CITTA’ DEL MESSICO, 10 gennaio 2006 (IPS) – Circa 13 milioni di indigeni messicani, gran parte dei quali sono poveri, analfabeti e lavorano senza essere pagati, hanno cominciato il 2006 assistendo per l’ennesima volta alle promesse del governo, e presenziando una campagna sui generis della guerriglia zapatista in favore dei loro diritti.
Il 1° gennaio, il subcomandante Marcos, leader dell’Esercito zapatista di liberazione nazionale (EZLN), ha lasciato i suoi rifugi tra le montagne dello stato meridionale del Chiapas, alla frontiera col Guatemala, per partire in motocicletta e intraprendere, insieme ad altri leader, un percorso di sei mesi per il paese, in cerca di alleati della “mera” (vera) sinistra.

Da parte sua il presidente Vicente Fox, da cui Marcos non ha mai accettato l’invito a negoziare, ha fatto visita a un sacerdote dell’etnia huichol per ricevere una “limpia” (purificazione spirituale) e iniziare un viaggio di una settimana, a partire dal 3 gennaio, per le zone remote del territorio e offrire aiuto ai “fratelli e sorelle” indigeni.

La povertà degli indigeni è rimasta più o meno inalterata da prima che irrompesse la guerriglia zapatista, nel gennaio 1994, e non è variata nemmeno con la nomina di Fox nel 2000, il primo presidente non appartenente al Partito rivoluzionario istituzionale (PRI) dopo 70 anni.

Tuttavia, la questione indigena è diventata un tema centrale di dibattito nello scenario politico.

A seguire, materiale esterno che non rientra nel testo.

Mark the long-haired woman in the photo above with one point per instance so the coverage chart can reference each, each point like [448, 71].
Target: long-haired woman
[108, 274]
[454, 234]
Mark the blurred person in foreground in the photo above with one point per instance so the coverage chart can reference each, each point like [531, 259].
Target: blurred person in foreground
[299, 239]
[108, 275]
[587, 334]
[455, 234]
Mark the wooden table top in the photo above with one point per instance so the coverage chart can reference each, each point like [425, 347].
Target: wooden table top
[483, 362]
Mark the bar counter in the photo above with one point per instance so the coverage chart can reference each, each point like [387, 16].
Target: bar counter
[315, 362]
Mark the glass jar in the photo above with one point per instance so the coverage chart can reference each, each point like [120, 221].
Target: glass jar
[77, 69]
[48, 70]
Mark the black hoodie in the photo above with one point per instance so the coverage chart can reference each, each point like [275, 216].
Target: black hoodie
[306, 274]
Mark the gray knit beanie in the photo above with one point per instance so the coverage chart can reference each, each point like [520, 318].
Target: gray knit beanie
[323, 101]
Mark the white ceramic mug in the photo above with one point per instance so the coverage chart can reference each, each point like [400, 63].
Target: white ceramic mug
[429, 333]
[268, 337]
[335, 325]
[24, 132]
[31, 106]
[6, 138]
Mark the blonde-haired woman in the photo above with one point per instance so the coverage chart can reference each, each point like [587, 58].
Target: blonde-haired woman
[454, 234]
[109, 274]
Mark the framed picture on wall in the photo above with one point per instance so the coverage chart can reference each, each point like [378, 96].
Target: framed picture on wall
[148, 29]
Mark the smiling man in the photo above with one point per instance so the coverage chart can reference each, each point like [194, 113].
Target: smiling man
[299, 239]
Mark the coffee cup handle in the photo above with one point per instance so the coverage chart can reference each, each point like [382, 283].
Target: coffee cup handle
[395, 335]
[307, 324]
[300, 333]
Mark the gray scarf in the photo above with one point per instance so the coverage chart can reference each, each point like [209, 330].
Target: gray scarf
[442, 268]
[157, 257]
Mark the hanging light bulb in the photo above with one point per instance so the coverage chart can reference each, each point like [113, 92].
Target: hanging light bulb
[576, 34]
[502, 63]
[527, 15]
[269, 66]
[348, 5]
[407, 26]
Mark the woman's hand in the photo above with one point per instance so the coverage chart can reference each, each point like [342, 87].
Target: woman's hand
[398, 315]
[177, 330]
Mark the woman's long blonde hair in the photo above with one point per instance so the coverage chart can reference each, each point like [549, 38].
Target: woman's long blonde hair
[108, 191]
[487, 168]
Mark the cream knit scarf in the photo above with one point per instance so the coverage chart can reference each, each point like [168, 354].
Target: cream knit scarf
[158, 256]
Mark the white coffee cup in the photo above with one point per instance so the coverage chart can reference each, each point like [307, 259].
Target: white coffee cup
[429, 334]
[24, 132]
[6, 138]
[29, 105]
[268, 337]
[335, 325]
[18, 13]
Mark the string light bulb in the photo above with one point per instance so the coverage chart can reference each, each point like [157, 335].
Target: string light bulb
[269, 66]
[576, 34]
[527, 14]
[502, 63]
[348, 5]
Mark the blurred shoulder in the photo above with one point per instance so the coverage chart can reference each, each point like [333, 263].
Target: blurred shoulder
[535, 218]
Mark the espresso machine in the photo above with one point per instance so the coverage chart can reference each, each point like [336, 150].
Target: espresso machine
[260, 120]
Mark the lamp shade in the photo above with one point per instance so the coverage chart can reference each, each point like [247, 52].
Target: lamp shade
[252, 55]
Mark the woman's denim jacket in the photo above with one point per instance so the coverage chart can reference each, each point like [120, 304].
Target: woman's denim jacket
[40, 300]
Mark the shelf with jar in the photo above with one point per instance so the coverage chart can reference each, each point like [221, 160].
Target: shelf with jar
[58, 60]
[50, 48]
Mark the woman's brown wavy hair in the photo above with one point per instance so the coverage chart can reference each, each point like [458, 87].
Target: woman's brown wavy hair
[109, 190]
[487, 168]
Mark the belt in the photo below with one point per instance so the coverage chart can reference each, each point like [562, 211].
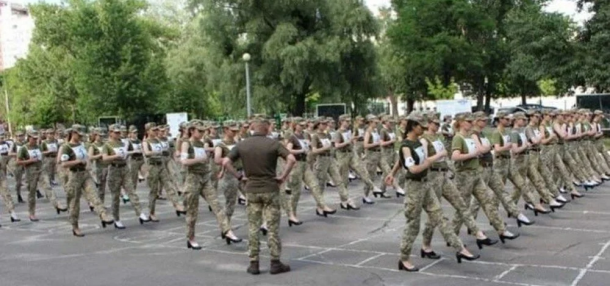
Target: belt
[486, 164]
[78, 169]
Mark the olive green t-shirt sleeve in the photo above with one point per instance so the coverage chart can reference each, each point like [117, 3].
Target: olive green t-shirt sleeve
[457, 144]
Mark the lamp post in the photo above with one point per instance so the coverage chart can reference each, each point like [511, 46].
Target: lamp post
[246, 57]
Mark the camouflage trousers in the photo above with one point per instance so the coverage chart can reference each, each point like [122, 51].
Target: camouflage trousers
[536, 179]
[322, 167]
[546, 167]
[119, 177]
[36, 177]
[229, 186]
[349, 160]
[517, 174]
[200, 184]
[18, 171]
[374, 160]
[559, 170]
[470, 183]
[444, 187]
[301, 173]
[269, 205]
[158, 178]
[420, 196]
[134, 168]
[80, 182]
[5, 194]
[101, 173]
[50, 167]
[492, 177]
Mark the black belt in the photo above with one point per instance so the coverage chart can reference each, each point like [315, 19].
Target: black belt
[77, 169]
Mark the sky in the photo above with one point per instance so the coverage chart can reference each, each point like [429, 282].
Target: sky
[567, 7]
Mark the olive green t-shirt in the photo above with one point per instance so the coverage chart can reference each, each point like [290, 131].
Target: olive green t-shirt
[28, 152]
[436, 144]
[465, 145]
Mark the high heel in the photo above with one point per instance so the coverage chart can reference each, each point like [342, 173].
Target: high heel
[487, 241]
[430, 255]
[324, 214]
[402, 267]
[291, 222]
[192, 246]
[461, 256]
[508, 237]
[77, 234]
[60, 210]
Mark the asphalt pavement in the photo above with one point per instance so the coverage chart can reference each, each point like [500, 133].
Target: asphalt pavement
[568, 247]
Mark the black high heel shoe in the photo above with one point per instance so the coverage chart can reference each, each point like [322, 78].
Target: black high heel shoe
[77, 234]
[404, 268]
[193, 247]
[521, 222]
[506, 237]
[488, 242]
[348, 207]
[291, 222]
[461, 256]
[430, 255]
[381, 194]
[60, 210]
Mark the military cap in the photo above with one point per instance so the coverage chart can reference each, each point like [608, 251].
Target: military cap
[150, 126]
[480, 115]
[519, 115]
[231, 124]
[418, 117]
[33, 133]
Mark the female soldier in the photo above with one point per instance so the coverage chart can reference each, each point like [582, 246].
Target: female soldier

Ciò viene attribuito dagli osservatori e dallo stesso governo Fox alla presenza dell’EZLN, che sin dalle sue prime manifestazioni ha domandato giustizia e rispetto per i popoli originari.

Nel 1996, dopo diverse serie di negoziati di pace con il governo di Ernesto Zedillo (1994-2000), le parti firmarono un accordo su diritti e cultura indigena che, nel 2001, e dopo una visita dei dirigenti dell’EZLN nella capitale, i legislatori tradussero in riforme costituzionali.

Ma l’EZLN ritenne insufficiente la portata di tali riforme, che concedevano diritti di autonomia limitati alle etnie, mentre il governo ne riconobbe i limiti, ma sostenne che quei cambiamenti fossero il massimo che si potesse ottenere nei negoziati con i legislatori.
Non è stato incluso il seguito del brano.